Kamu pernah baca satu novel yang tokoh utamanya berkata; Jika ada satu permintaan yang pasti dikabulkan Tuhan, maka aku akan minta untuk tidak diciptakan. Nah, konteks dialog dan tokoh dalam novel tersebut sangat cocok sama karakter Bang Dzul. Mati Sajroning Urip, Urip Sajroning Pati. Gimana, coba? Karena itulah dia merasa kesepian dan butuh ditolong.
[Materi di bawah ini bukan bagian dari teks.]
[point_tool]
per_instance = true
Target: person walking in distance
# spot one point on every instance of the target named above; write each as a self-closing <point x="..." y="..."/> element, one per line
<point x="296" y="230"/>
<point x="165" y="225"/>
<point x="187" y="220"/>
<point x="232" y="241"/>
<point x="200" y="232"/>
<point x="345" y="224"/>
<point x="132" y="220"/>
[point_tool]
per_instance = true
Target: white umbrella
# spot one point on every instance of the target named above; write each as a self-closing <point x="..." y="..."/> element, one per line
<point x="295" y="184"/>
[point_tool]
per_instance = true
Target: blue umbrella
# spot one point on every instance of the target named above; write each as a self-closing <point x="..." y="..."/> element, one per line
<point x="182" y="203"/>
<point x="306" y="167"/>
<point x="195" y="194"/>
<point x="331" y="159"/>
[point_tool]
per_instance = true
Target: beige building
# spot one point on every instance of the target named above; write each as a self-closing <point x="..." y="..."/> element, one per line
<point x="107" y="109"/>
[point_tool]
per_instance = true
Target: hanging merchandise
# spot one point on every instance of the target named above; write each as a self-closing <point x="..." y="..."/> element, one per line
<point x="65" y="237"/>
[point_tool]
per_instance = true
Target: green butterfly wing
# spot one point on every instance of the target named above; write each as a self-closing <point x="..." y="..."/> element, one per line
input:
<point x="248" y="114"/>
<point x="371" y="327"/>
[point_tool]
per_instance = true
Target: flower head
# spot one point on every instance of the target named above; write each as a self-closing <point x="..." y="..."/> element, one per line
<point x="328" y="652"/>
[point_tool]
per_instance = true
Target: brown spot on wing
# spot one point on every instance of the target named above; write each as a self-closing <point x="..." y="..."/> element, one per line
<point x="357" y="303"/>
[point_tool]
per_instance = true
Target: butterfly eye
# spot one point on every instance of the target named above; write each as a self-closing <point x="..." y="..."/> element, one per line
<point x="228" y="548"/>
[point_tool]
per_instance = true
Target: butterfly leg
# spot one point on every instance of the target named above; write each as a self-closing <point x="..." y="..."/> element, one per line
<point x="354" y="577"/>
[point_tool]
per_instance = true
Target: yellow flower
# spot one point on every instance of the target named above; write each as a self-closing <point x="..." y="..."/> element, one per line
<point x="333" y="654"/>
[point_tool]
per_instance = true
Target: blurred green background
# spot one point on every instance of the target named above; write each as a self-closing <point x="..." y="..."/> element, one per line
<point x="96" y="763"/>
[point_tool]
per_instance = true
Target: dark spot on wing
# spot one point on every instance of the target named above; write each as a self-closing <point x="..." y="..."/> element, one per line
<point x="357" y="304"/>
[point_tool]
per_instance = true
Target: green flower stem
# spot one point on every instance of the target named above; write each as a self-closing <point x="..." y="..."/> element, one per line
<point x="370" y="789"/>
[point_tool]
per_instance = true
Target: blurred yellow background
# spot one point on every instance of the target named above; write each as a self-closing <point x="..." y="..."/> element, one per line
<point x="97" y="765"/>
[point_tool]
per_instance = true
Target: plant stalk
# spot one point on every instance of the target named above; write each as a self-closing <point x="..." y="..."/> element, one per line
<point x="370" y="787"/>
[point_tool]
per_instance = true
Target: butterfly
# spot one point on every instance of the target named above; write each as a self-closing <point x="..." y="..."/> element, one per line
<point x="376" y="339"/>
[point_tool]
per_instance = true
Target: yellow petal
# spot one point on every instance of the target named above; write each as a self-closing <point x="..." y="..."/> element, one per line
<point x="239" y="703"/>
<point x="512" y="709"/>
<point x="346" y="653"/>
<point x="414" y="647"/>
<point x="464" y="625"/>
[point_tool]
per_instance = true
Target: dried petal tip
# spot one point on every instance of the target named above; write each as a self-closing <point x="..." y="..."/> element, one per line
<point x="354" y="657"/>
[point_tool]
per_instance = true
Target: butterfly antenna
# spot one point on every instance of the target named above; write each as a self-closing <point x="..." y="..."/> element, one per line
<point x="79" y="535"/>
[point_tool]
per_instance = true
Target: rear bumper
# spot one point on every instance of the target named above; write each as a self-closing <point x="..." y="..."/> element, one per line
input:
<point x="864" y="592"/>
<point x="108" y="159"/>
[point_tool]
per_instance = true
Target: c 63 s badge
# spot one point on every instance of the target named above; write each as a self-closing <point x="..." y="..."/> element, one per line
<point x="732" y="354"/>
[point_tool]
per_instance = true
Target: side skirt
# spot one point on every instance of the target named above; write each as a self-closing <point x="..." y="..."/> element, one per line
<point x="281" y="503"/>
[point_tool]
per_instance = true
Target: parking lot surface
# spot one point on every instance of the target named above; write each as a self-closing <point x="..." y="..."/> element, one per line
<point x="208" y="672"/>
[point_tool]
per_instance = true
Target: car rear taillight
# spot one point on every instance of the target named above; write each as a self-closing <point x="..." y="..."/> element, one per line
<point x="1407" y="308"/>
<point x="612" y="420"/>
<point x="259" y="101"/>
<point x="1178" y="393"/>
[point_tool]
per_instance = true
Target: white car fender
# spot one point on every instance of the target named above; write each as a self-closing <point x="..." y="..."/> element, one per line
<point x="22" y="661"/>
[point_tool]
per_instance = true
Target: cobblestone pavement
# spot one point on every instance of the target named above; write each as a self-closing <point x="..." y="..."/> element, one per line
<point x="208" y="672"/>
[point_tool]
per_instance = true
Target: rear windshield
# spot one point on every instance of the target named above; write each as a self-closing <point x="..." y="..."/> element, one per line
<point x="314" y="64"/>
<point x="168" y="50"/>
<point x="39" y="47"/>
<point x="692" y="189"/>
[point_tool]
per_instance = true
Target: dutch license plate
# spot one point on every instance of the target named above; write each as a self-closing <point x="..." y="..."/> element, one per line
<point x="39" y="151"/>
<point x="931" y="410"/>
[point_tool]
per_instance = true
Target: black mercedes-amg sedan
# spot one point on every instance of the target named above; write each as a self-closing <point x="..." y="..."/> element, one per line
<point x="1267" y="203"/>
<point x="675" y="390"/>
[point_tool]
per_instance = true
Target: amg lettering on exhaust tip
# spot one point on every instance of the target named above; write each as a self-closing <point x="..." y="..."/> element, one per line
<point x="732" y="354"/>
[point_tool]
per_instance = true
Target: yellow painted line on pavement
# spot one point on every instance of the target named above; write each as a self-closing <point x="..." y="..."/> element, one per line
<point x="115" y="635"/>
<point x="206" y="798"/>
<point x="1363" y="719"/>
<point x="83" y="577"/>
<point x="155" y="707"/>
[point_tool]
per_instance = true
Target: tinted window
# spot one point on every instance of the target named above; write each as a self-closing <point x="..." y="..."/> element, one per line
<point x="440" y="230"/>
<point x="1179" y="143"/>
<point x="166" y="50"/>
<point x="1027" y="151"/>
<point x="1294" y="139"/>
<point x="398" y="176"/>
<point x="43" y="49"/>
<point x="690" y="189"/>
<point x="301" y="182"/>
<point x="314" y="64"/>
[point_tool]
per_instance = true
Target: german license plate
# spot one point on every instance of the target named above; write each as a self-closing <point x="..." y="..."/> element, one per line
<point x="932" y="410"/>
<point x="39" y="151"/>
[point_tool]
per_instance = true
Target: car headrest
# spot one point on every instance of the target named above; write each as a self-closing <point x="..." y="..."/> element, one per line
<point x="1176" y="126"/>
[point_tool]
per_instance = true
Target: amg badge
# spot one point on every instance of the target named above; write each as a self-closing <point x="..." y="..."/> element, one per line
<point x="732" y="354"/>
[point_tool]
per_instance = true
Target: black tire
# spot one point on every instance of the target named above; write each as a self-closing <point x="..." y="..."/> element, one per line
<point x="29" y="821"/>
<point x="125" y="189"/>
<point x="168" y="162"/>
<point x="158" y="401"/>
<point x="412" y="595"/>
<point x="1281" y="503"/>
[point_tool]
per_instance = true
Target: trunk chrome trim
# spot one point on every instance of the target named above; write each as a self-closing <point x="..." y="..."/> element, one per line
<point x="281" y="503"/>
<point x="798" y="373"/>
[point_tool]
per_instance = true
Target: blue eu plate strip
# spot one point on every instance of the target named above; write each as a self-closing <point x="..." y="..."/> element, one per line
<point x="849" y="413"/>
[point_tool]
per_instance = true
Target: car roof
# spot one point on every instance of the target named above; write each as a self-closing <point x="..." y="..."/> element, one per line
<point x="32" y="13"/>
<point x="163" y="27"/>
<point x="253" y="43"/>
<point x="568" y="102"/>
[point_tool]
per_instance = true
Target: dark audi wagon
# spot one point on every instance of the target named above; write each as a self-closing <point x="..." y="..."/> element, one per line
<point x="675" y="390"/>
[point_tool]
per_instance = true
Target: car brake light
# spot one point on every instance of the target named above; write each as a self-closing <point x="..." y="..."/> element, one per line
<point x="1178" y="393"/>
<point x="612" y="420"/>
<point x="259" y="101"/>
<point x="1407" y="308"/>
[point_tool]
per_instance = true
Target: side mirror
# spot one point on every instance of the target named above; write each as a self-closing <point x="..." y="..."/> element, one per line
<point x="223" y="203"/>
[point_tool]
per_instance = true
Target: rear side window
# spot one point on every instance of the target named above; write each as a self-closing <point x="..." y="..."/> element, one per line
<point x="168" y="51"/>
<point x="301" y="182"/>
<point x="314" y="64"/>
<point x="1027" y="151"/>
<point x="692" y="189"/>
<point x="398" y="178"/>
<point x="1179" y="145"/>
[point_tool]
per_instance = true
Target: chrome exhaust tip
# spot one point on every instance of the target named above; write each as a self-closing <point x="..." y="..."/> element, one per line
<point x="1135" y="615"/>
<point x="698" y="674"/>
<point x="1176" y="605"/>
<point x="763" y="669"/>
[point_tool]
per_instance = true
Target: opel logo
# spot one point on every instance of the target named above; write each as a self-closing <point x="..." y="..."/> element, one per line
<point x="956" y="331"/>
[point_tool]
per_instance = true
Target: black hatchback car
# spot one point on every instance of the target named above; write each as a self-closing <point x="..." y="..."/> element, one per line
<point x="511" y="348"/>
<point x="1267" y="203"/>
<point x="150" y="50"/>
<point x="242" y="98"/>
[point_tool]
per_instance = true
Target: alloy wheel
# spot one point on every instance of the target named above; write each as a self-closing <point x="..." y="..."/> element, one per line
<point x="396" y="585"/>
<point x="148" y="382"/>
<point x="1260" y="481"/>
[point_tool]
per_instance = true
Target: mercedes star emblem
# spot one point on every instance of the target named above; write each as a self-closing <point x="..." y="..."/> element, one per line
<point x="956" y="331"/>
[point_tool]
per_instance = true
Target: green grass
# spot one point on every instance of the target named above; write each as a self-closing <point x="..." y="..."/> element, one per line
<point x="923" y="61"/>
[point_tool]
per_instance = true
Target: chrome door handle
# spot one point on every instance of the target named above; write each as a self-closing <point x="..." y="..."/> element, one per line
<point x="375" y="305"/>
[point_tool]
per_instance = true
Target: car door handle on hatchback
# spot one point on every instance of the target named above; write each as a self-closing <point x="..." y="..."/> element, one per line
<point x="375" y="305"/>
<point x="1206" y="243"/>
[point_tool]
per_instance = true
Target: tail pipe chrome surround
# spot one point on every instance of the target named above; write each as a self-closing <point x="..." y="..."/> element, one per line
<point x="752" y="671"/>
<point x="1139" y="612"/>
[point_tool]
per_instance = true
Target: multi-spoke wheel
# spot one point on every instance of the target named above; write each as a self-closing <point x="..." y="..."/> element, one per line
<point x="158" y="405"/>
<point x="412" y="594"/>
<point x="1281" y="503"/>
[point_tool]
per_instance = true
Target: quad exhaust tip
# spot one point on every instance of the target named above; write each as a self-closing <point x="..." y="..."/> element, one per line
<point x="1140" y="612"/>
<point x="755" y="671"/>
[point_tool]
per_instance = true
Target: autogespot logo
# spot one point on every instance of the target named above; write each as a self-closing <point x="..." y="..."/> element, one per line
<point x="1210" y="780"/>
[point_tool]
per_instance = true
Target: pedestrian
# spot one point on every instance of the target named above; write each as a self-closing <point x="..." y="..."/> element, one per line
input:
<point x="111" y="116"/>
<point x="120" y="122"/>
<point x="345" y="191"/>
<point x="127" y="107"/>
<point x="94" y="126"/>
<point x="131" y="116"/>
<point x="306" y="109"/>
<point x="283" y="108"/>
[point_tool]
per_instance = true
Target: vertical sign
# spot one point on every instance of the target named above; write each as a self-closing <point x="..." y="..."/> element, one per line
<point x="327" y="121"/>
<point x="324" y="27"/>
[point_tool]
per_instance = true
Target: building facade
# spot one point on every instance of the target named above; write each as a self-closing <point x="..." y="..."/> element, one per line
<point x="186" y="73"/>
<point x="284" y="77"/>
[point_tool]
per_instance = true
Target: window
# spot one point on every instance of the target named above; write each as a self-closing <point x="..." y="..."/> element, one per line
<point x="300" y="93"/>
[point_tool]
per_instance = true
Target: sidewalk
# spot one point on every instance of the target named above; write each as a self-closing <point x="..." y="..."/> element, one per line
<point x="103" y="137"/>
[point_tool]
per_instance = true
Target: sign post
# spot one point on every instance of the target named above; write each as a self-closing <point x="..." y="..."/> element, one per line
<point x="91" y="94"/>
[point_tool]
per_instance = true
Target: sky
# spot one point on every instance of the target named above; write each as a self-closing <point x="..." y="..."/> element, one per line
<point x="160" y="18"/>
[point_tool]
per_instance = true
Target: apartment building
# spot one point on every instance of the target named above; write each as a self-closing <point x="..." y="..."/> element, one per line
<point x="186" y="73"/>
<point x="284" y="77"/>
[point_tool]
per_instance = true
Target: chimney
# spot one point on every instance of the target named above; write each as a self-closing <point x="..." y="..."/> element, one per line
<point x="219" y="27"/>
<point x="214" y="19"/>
Mendengarkan ocehan orang, bagimu tuh seperti berada di dalam neraka. Namun, hal tersebut tidak berlaku padanya. Semenjak dia bekerja di rumah, kamu dengan sabar mendengar keluh-kesah mengenai kecelakaan yang menewaskan seorang istri dan anak. Dah kayak dengerin berita di televisi nasional.
Kupu-kupu kertas, yang terbang kian kemari. Aneka rupa dan warna, dibias lampu temaram. Kupu-kupu kertas.
Tak terasa, memang. Barusan kamu sedang sendirian di kamar yang terang benderang. Kini kamu sudah selesai makan malam dan bersantai bersama teman-teman di halaman vila yang gelap di sekeliling. Binatang-binatang malam tak henti bersuara nyaring. Saling bersahutan mengalunkan orkestra sempurna di dataran tinggi yang hening.
"Nikeeen, besok gue mau lihat sunrise. Kalau dari wilayah sini kelihatan gak?" Silvie bertanya padamu.
"Bisa, kalo lo naik ke atas genting vila tuhh," balasmu, singkat.
"Hahahaa." Serempak kalian tertawa.
"Bangsat emang si Niken ... kalau ngomong asal aja dia ... songong lo."
Suara Rachel terbata-bata karena bicara sambil tertawa. Dalam suasana gelap, kulitnya tampak putih cerah, duduk di dekat lidah api yang menari-nari.
"Gue serius, Ken ... lo mah kebangetan kalo sama gue." Cewek bertubuh semok mata sipit agak sayu yang duduk di depanmu itu komplain.